Didaerah-daerah yang belum amat
terpengaruh oleh kebudayaan Hindu, agama Islam mempunyai pengaruh yang mendalam
dalam kehidupan penduduk di daerah yang bersangkutan. misalnya di Aceh, Banten,
sulawesi selatan, sumatra Timur, sumatra barat, dan pesisir kalimantan.
A. Proses Masuk dan
Berkembangnya Agama dan Kebudayaan Islam di indonesia
Proses masuk dan berkembangnya agama
Islam di Indonesia menurut Ahmad Mansur Suryanegara dalam bukunya yang berjudul
Menemukan Sejarah, terdapat 3 teori yaitu teori Gujarat, teori Makkah dan teori
Persia. Ketiga teori tersebut di atas memberikan jawaban tentang permasalah waktu
masuknya Islam ke Indonesia, asal negara dan tentang pelaku penyebar atau
pembawa agama Islam ke Nusantara.
Untuk mengetahui lebih jauh dari
teori-teori tersebut, silahkan Anda simak uraian materi berikut ini.
1) Teori Gujarat
Teori berpendapat bahwa agama Islam masuk ke Indonesia pada abad 13 dan
pembawanya berasal dari Gujarat (Cambay), India. Dasar dari teori ini adalah:
a. Kurangnya fakta yang menjelaskan peranan bangsa Arab dalam penyebaran Islam di Indonesia.
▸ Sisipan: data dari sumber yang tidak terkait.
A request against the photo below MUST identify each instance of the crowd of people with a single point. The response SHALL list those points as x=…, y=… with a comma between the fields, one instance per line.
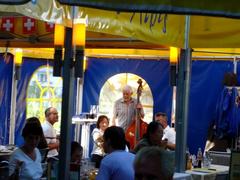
x=151, y=157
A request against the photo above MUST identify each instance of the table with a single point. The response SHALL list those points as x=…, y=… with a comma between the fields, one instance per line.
x=212, y=173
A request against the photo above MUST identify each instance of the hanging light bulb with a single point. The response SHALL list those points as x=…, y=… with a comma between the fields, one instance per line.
x=173, y=58
x=78, y=41
x=59, y=36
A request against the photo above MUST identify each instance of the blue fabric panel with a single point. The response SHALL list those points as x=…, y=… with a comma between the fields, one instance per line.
x=155, y=73
x=28, y=67
x=6, y=70
x=205, y=88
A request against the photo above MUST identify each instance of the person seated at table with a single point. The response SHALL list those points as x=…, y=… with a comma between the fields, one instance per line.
x=168, y=133
x=76, y=152
x=42, y=143
x=118, y=164
x=154, y=163
x=153, y=137
x=97, y=134
x=25, y=161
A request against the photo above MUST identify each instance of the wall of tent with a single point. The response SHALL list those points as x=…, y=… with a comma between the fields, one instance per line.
x=38, y=89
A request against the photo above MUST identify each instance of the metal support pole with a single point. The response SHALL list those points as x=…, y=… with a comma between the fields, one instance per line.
x=67, y=108
x=183, y=83
x=13, y=107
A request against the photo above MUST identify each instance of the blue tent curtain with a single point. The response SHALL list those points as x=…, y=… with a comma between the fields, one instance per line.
x=6, y=70
x=206, y=86
x=28, y=67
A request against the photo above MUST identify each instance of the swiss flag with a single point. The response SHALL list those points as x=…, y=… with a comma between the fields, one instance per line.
x=7, y=24
x=29, y=25
x=49, y=27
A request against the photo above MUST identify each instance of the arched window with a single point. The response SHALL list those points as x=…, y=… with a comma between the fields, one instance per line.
x=44, y=91
x=112, y=90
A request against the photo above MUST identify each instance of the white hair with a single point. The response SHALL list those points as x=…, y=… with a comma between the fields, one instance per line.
x=127, y=88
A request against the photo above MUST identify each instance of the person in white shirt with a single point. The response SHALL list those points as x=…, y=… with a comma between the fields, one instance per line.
x=97, y=134
x=51, y=116
x=25, y=161
x=169, y=134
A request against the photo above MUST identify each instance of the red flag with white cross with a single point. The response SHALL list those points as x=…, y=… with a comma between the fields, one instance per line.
x=29, y=25
x=49, y=27
x=7, y=24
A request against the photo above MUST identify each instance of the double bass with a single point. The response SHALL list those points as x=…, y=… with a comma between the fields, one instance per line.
x=138, y=127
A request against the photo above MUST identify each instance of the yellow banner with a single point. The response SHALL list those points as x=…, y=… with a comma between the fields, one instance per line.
x=165, y=29
x=157, y=28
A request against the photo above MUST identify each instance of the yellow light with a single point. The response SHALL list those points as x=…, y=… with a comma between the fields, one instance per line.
x=79, y=33
x=59, y=35
x=18, y=57
x=173, y=55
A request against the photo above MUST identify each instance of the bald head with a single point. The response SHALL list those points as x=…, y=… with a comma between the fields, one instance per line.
x=127, y=93
x=51, y=115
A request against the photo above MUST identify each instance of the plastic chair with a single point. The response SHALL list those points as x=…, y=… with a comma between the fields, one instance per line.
x=4, y=170
x=74, y=171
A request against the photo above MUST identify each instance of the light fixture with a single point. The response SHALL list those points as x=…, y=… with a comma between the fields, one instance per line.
x=78, y=41
x=18, y=63
x=174, y=54
x=59, y=36
x=18, y=57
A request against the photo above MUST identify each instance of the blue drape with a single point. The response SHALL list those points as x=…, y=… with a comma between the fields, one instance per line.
x=28, y=67
x=6, y=70
x=206, y=86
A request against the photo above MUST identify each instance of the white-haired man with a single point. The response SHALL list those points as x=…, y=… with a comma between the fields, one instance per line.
x=124, y=110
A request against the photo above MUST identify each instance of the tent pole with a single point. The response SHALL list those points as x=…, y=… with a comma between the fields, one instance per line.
x=182, y=98
x=67, y=108
x=13, y=107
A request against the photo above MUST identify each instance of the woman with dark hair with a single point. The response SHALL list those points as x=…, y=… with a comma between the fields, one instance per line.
x=97, y=134
x=25, y=162
x=153, y=137
x=117, y=164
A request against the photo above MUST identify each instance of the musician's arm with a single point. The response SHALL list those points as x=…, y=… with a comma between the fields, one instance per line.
x=139, y=106
x=114, y=115
x=171, y=146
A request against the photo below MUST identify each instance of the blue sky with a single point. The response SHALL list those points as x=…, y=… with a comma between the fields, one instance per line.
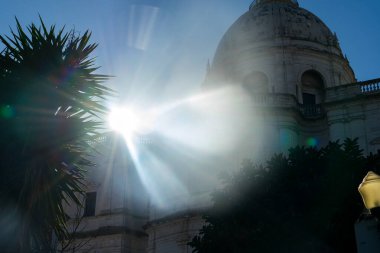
x=162, y=46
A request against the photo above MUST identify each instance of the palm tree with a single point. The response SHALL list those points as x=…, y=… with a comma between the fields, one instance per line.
x=51, y=109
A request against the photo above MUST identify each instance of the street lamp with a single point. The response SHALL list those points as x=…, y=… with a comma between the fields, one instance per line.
x=370, y=192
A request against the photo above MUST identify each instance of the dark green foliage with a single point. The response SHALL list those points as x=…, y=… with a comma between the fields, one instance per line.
x=50, y=109
x=304, y=202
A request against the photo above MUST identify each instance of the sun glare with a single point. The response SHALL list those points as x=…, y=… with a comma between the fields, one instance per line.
x=127, y=121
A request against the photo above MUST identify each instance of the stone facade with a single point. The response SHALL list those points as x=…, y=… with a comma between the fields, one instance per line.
x=302, y=91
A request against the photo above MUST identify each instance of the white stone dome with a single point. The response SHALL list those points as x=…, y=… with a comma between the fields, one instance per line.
x=279, y=38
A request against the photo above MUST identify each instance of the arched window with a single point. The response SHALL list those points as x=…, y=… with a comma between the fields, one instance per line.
x=256, y=82
x=312, y=87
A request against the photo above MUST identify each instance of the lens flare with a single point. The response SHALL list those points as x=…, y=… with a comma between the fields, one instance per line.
x=180, y=138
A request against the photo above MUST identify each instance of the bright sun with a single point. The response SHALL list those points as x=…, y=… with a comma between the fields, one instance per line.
x=129, y=122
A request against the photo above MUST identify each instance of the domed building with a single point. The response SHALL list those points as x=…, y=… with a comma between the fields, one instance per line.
x=302, y=91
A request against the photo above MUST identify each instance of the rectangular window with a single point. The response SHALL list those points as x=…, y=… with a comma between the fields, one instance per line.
x=90, y=203
x=308, y=99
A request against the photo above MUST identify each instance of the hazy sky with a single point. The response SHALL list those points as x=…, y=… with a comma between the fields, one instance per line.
x=160, y=48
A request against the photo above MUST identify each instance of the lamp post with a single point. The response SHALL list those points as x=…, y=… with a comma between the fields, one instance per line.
x=370, y=192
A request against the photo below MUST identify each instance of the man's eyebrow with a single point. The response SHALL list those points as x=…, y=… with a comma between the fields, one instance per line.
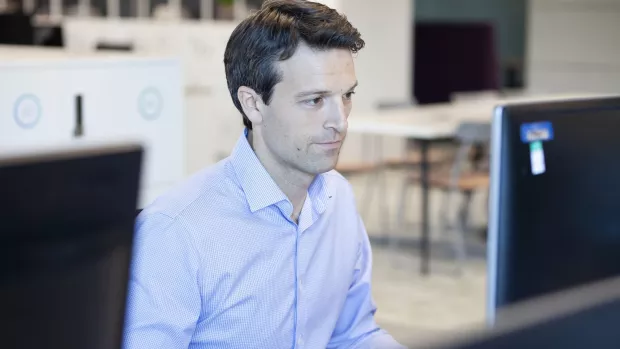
x=320, y=92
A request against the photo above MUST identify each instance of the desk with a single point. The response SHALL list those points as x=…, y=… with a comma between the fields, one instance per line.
x=426, y=125
x=433, y=123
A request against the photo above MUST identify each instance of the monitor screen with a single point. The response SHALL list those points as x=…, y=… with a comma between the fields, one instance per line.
x=66, y=245
x=555, y=198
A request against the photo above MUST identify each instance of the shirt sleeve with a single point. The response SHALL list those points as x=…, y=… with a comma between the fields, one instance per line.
x=163, y=303
x=356, y=326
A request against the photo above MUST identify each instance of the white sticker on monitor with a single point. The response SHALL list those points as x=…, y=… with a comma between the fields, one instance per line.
x=537, y=157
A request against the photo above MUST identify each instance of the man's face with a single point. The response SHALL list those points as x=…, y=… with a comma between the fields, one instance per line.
x=305, y=123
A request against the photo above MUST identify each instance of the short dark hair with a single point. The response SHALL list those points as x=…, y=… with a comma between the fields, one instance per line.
x=273, y=33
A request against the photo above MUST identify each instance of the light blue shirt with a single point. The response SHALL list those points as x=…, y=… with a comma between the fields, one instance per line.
x=218, y=263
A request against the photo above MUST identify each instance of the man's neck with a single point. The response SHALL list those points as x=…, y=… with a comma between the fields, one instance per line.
x=294, y=184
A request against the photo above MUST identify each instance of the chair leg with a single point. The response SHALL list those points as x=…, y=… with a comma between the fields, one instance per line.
x=383, y=202
x=462, y=226
x=400, y=216
x=368, y=192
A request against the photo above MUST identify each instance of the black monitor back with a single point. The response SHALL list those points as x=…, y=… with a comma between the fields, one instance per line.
x=16, y=29
x=582, y=317
x=65, y=247
x=555, y=221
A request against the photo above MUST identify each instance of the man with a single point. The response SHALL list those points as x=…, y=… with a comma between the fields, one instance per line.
x=265, y=249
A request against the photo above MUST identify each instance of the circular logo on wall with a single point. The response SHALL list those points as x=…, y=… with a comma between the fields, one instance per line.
x=27, y=111
x=150, y=103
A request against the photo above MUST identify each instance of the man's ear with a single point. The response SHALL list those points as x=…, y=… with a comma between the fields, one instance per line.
x=251, y=103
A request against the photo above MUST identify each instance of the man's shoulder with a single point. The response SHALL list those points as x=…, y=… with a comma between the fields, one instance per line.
x=203, y=193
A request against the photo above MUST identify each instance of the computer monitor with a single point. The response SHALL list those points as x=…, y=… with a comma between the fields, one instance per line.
x=65, y=246
x=578, y=318
x=554, y=218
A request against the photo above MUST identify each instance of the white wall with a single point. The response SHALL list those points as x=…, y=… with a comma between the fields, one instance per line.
x=573, y=46
x=123, y=97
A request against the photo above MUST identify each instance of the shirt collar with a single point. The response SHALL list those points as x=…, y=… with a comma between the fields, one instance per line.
x=260, y=189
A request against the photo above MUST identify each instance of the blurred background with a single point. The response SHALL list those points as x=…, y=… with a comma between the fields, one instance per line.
x=417, y=150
a. Kurangnya fakta yang menjelaskan peranan bangsa Arab dalam penyebaran Islam di Indonesia.
b. Hubungan dagang Indonesia dengan India telah lama melalui
jalur Indonesia – Cambay – Timur Tengah – Eropa.
c. Adanya batu nisan Sultan Samudra Pasai yaitu Malik Al Saleh
tahun 1297 yang bercorak khas Gujarat.
Pendukung teori Gujarat adalah
Snouck Hurgronye, WF Stutterheim dan Bernard H.M. Vlekke. Para ahli yang
mendukung teori Gujarat, lebih memusatkan perhatiannya pada saat timbulnya
kekuasaan politik Islam yaitu adanya kerajaan Samudra Pasai. Hal ini juga
bersumber dari keterangan Marcopolo dari Venesia (Italia) yang pernah singgah
di Perlak ( Perureula) tahun 1292. Ia menceritakan bahwa di Perlak sudah banyak
penduduk yang memeluk Islam dan banyak pedagang Islam dari India yang
menyebarkan ajaran Islam.
2) Teori Makkah
Teori ini merupakan teori baru yang muncul sebagai sanggahan terhadap
teori lama yaitu teori Gujarat. Teori Makkah berpendapat bahwa Islam masuk ke
Indonesia pada abad ke 7 dan pembawanya berasal dari Arab (Mesir).
Dasar teori ini adalah:
a. Pada abad ke 7 yaitu tahun 674 di pantai barat Sumatera
sudah terdapat perkampungan Islam (Arab); dengan pertimbangan bahwa pedagang
Arab sudah mendirikan perkampungan di Kanton sejak abad ke-4. Hal ini juga
sesuai dengan berita Cina.
b. Kerajaan Samudra Pasai menganut aliran mazhab Syafi’i,
dimana pengaruh mazhab Syafi’i terbesar pada waktu itu adalah Mesir dan Mekkah.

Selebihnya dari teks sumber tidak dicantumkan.